“My Dad would have been fascinated by the new Speed Twin. He still would have looked for ways to improve it, but I think even he may have struggled.”
This are the words of Mike Wicksteed, eight decades after his father Ivan lapped the Brooklands circuit at 118.02mph on the modern-day bike’s ancestor. And five minutes after his first outing on the 2019 model.
Mike, who also owns a 1956 500cc Triumph Tiger 100, admits the new Speed Twin is a far cry from the Triumphs he grew up around in Ivan’s workshop.
Mike Wicksteed, son of record breaker Ivan, at the launch of the new Speed Twin
A rare breed
“The 500c twin cylinder bike he modified had no front brake, a very ineffectual rear drum brake, no rear suspension, girder front forks with less than two inches travel. According to Dad, the track was as rough as hell, so to hit the kind of speeds he did was incredible,” he says: “He and his like were a very rare breed who were always competitive and always trying to push the boundaries like Triumph still does today.”
At the launch of the Factory Visitor Experience Speed Twin Legends Exhibition, Mike was given the immense privilege of riding the recently restored record-breaking original bike.
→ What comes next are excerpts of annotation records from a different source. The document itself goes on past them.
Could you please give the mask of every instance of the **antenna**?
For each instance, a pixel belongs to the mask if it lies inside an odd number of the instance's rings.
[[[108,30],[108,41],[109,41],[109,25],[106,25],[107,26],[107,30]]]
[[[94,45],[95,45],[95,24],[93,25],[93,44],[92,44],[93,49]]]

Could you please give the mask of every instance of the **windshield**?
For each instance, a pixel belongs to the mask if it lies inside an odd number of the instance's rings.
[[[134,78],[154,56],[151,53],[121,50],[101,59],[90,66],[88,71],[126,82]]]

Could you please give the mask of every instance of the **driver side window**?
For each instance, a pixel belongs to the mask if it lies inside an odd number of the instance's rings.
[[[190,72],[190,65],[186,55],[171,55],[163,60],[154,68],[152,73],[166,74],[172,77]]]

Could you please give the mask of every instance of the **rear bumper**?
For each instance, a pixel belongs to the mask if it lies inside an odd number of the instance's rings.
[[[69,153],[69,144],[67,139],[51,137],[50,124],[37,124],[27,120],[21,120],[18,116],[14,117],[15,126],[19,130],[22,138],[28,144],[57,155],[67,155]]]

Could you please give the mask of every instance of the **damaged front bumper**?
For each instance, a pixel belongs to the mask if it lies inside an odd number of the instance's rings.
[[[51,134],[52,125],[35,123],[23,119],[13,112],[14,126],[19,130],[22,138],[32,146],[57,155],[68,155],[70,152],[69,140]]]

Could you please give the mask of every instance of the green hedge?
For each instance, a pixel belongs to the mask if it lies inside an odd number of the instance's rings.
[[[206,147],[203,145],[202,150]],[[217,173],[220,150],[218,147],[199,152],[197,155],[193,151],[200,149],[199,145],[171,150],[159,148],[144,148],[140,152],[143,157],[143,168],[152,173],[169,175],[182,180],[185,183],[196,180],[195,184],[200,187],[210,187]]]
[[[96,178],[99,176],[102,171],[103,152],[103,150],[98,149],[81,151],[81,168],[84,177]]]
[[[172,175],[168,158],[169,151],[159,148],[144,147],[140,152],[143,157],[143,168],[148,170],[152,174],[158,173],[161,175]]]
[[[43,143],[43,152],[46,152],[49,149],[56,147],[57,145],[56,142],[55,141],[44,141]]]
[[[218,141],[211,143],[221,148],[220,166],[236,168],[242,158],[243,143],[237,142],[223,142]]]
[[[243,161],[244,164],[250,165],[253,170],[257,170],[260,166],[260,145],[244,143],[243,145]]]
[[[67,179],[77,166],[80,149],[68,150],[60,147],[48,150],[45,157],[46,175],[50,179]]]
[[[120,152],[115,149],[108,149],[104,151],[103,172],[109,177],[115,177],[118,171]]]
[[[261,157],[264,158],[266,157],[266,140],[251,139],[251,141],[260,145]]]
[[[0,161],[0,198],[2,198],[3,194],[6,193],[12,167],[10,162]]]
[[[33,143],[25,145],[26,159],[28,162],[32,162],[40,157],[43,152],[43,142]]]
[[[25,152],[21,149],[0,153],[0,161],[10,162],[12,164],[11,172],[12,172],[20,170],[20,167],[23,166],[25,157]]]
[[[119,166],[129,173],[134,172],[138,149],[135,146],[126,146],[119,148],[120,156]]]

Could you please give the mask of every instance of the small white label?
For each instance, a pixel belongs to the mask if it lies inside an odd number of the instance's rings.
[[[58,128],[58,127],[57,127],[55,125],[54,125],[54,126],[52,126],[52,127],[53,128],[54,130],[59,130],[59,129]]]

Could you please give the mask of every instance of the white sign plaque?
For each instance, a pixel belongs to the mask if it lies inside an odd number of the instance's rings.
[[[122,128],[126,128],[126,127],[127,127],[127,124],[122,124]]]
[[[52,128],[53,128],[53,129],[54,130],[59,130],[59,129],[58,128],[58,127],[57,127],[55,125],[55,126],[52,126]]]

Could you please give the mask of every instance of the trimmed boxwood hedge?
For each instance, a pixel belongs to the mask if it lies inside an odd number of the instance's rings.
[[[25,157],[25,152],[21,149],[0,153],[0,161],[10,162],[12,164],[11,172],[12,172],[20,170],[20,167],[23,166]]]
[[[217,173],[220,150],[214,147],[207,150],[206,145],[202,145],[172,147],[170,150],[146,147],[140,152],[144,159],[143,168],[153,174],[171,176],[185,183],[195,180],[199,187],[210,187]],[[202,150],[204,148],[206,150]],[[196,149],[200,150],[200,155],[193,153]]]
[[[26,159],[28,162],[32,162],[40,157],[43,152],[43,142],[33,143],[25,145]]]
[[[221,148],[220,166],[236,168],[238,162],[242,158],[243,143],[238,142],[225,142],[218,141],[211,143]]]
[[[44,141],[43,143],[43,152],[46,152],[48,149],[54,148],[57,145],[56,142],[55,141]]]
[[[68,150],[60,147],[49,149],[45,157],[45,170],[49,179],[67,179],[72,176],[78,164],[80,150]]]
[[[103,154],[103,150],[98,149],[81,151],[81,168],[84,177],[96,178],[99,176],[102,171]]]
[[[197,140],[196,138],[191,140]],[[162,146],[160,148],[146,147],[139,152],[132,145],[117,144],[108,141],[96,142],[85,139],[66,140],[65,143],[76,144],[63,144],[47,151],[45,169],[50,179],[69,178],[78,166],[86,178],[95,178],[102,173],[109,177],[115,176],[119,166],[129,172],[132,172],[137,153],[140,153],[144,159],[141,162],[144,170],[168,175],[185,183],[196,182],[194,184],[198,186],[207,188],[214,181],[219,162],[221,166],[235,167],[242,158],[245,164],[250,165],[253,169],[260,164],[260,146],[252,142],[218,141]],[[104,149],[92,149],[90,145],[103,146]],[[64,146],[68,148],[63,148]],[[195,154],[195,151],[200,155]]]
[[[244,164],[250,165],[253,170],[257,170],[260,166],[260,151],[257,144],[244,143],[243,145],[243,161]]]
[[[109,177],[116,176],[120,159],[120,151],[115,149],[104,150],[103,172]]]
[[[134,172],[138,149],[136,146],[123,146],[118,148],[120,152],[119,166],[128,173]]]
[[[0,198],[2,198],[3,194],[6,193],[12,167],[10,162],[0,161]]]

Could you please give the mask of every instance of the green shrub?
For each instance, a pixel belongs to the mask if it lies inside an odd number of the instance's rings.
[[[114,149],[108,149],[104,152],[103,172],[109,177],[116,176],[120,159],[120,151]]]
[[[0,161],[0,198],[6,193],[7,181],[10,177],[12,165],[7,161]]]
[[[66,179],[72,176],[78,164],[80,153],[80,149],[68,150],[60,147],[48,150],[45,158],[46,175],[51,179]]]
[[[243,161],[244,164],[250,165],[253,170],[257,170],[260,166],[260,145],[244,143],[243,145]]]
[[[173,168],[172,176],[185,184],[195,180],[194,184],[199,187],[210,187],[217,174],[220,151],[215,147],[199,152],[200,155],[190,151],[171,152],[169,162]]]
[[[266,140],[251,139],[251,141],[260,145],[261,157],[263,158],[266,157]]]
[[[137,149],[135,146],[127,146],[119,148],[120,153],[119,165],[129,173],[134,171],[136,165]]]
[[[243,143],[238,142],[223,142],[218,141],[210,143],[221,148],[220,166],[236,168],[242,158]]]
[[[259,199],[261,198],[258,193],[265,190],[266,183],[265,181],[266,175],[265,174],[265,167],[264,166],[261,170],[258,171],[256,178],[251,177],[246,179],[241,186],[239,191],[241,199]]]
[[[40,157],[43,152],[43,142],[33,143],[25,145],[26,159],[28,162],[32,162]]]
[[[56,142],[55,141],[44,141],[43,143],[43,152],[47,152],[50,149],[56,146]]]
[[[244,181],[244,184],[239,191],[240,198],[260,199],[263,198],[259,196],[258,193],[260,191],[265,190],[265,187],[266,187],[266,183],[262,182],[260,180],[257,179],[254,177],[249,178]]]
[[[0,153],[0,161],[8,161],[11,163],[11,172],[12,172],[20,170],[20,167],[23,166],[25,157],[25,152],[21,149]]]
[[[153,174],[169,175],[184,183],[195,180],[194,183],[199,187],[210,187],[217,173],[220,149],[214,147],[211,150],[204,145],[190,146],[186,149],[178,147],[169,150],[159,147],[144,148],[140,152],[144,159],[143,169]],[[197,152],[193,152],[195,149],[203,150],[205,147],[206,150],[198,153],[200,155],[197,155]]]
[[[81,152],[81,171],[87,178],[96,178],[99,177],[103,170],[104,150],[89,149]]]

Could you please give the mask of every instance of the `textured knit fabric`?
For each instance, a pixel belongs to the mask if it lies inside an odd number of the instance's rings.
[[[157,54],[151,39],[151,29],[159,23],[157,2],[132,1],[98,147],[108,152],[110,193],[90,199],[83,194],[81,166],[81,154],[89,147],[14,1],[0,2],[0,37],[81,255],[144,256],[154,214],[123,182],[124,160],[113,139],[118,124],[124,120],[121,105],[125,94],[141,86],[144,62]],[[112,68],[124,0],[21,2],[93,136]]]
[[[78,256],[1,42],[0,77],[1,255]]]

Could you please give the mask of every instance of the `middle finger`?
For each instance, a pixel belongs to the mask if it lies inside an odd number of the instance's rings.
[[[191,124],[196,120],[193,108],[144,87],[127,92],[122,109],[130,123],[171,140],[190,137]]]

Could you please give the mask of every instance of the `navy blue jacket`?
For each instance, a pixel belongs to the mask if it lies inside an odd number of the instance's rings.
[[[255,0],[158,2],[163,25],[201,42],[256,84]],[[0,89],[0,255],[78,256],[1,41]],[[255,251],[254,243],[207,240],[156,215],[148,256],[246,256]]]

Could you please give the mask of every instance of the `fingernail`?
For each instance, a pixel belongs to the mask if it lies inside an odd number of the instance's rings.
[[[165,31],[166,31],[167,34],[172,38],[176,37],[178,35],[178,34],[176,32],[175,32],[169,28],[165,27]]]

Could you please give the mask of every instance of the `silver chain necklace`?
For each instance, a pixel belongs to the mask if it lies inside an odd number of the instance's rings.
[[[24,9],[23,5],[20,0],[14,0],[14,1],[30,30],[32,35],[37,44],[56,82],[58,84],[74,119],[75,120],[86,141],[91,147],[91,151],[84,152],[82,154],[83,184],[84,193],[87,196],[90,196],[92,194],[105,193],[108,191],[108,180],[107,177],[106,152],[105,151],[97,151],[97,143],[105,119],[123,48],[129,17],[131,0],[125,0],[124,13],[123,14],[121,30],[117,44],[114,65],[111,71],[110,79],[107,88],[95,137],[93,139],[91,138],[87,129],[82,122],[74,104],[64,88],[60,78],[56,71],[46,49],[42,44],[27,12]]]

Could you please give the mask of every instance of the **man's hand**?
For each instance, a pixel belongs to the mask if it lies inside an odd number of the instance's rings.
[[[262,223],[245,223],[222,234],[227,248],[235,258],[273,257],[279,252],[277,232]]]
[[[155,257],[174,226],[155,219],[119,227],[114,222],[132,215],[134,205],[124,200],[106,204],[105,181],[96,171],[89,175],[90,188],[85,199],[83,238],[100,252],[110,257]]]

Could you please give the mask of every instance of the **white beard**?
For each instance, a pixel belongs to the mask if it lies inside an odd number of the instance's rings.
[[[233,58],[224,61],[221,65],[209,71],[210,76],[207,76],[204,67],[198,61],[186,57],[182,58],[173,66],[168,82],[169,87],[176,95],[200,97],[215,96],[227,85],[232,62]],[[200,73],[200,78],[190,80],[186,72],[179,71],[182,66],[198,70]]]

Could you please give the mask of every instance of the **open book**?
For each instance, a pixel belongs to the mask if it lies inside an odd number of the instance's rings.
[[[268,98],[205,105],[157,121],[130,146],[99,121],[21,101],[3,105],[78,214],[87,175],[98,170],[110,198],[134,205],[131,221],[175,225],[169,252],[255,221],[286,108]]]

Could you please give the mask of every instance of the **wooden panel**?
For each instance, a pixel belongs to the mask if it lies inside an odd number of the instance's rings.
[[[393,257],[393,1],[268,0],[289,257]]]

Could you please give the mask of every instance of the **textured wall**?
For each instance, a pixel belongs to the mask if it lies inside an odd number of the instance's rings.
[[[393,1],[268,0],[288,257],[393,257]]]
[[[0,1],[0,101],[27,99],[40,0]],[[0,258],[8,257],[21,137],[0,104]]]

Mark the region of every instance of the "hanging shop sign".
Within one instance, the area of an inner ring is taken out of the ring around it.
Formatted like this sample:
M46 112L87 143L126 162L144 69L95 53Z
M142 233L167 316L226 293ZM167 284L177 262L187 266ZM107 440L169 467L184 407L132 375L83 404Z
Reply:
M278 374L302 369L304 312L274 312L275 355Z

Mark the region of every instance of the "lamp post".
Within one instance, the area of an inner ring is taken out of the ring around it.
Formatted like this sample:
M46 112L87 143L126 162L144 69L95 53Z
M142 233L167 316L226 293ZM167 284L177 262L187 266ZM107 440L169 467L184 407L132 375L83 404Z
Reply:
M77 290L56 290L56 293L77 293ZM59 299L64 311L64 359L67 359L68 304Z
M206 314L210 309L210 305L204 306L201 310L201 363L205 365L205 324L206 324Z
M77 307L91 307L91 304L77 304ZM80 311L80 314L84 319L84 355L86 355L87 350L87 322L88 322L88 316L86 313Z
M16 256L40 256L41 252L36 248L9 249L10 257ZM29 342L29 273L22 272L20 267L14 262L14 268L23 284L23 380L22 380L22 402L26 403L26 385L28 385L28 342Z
He says the difference between the two is enormous… but insists the DNA is still there.
Mike was also lucky enough to ride the original replica bike built by Titch Allen and his son Roger in several ‘demonstration’ rides at Mallory Park: “The brakes were virtually non-existent with very narrow bars and negligible suspension, it was a real fight to get it round the circuit, a million miles from today’s bike. My father and his peers must have been unbelievably courageous because they frequently ignored advice from the specialists of the time in that insatiable quest for speed,” he says.
A leap of faith
Mike was joined on the test ride into history past by his son. Ben is a fellow engineer and is also a engine design manager with Land Rover Jaguar. He recalls long childhood conversations with his grandad about the fundamentals of engineering.
“He was fascinating to listen to, he told me how improving performance used to be all about trial and error. It was a leap of faith and very time-consuming. Each adjustment required a day’s trip down to Brooklands to test its effectiveness. He obviously had a hunch for what would work and what wouldn’t.”
No stopping them
Development hurdles for Ivan and his partner Marius Winslow included scrapped cylinder heads, piston seizures and broken cylinder base. Not to mention being snubbed by the-then Triumph Managing Director Edward Turner when they asked him for the company’s radical 500cc vertical twin to use at Brooklands.
Winslow then bought the bike and financed the project himself and the rest is, well you know…
Mike adds: “The next year after they broke the record, Triumph offered all the help that was needed and took out adverts in the newspapers congratulating them for their magnificent achievement. I’ve still got copies of the papers at home.
“Because of the big part Triumph has played in our lives as a family, getting on the new bike definitely feels very nostalgic for me. It’s the polar opposite of Dad’s bike, with rider modes, superb counterbalance and suspension he could have only dreamed of.”
The Speed Twin’s DNA lives on…
Breaking records and pushing the limits was a serious business for Ivan Wicksteed. His passion for speed started at 14 and saw him first race at Brooklands aged 18 after requesting the day off school for a dental appointment.
Mike adds: “The new Speed Twin bike is fun and designed deliberately to be retro looking. I’m thrilled the team made sure the DNA lives on.